27. Oakland Raiders (from Cowboys)
Drew Lock, QB, Missouri
The Raiders might think about Murray early should the Cardinals pass on him, but don’t be shocked if Oakland goes QB later in the first round to upgrade from Derek Carr and make better use of new weapons Antonio Brown and Tyrelll Williams. Lock has a big arm to go with his ideal size at 6-4, 228 pounds. He also has the fearlessness and elusiveness every NFL likes in an aggressive, downfield passer.
28. Los Angeles Chargers
Jerry Tillery, DT, Notre Dame
At 6-6, 295 pounds, Tillery was a beast as a three-technique in college, and he backed that up with a stellar Combine. He matured with his play and temperament to unleash his pass-rush skills in his final season with the Irish.
29. Kansas City Chiefs
Byron Murphy, CB, Washington
The Chiefs were unable to keep Steven Nelson in free agency. Murphy is a smooth, fluid cover man. What he gives up in size and press potential (5-11, 190 pounds) he makes up for in speed, aggressiveness and ballhawking skills.
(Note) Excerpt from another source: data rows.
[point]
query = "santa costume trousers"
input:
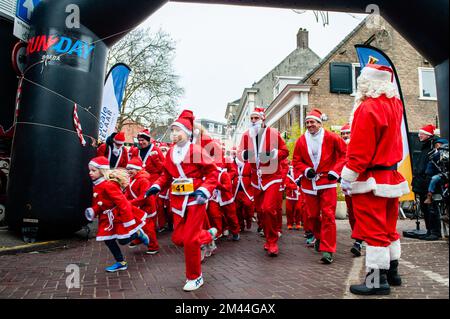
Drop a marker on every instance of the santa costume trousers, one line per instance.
(321, 219)
(271, 201)
(376, 224)
(189, 233)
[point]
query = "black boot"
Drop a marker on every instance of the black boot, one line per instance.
(393, 276)
(370, 285)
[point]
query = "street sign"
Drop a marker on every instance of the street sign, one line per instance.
(24, 10)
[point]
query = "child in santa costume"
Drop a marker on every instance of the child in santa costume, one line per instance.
(118, 220)
(114, 150)
(135, 193)
(264, 149)
(319, 157)
(192, 177)
(371, 177)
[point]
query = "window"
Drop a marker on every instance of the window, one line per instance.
(427, 84)
(356, 71)
(341, 78)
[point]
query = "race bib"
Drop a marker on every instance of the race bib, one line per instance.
(182, 186)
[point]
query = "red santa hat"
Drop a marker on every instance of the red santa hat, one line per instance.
(346, 128)
(378, 73)
(315, 114)
(185, 122)
(100, 162)
(259, 111)
(428, 129)
(135, 163)
(119, 138)
(145, 134)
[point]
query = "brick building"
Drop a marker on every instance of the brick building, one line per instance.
(330, 86)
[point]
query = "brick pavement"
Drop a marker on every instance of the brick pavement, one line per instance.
(239, 270)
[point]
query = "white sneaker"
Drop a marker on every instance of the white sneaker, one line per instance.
(192, 285)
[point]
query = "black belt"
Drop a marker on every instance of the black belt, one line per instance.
(383, 168)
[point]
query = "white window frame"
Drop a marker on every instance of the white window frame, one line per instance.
(421, 97)
(354, 79)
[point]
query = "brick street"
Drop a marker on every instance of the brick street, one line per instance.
(238, 270)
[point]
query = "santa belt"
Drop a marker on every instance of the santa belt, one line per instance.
(383, 168)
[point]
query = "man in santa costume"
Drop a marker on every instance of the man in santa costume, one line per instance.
(264, 149)
(192, 177)
(114, 150)
(371, 177)
(135, 193)
(319, 156)
(357, 245)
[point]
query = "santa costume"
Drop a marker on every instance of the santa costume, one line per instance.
(115, 151)
(371, 177)
(135, 193)
(264, 149)
(117, 218)
(319, 159)
(192, 176)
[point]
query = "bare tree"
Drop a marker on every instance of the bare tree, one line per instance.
(152, 91)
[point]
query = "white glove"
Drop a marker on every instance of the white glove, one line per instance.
(346, 187)
(90, 214)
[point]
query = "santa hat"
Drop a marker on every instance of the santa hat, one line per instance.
(119, 138)
(378, 73)
(315, 114)
(428, 129)
(259, 111)
(185, 122)
(100, 162)
(145, 134)
(135, 163)
(346, 128)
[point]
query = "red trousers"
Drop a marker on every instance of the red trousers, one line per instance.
(189, 233)
(271, 202)
(376, 219)
(321, 219)
(293, 212)
(149, 229)
(244, 210)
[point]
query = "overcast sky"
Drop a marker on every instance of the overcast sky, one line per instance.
(223, 49)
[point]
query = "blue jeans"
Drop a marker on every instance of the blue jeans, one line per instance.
(434, 180)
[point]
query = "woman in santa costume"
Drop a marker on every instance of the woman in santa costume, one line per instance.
(371, 177)
(135, 193)
(192, 177)
(264, 148)
(114, 150)
(118, 220)
(319, 157)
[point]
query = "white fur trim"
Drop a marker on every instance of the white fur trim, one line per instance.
(377, 257)
(334, 174)
(380, 190)
(204, 191)
(349, 174)
(395, 250)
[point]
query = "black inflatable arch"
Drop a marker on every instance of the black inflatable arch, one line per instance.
(49, 186)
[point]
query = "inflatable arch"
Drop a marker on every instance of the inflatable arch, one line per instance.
(49, 185)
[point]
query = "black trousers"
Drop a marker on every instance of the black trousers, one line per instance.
(114, 246)
(431, 216)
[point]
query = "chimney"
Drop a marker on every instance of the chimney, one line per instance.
(302, 39)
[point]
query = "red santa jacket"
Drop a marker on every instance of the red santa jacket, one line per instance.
(243, 179)
(105, 150)
(330, 159)
(223, 194)
(375, 148)
(266, 171)
(135, 192)
(290, 185)
(191, 162)
(153, 161)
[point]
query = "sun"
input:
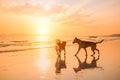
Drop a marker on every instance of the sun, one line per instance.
(43, 30)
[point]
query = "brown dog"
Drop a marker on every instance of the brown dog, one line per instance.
(85, 44)
(60, 45)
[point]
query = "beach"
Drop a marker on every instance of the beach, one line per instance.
(37, 63)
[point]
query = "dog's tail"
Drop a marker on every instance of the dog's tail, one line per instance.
(100, 41)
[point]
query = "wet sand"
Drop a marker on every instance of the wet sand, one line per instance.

30. Green Bay Packers (from Saints)
Irv Smith, TE, Alabama
Smith is a technically sound run-blocker and route-runner who has shown vertical receiving juice to go with compact size (6-2, 242 pounds). He delivered a strong enough Combine to place himself behind Hockenson as the draft’s second best tight end. After getting White, the Packers can focus on a key offensive need with this pick.
31. Los Angeles Rams
Jaylon Ferguson, OLB, Louisiana Tech
Wade Phillips should a see a little Von Miller Lite in Ferguson, who shows some explosive pass-rush moves and has been productive in that area. He will be able to stay on the field in the NFL as a big (6-5, 259 pounds), natural run-stopper on the edge.
32. New England Patriots
Trayvon Mullen, CB, Clemson
Mullen has rebounded from an up-and-down final season with the Tigers to show off his great potential, strengthened by the Combine many expected. His size (6-1, 199), speed (4.46 in the 40-yard dash) and physicality make him the type of well-rounded prospect the Patriots like.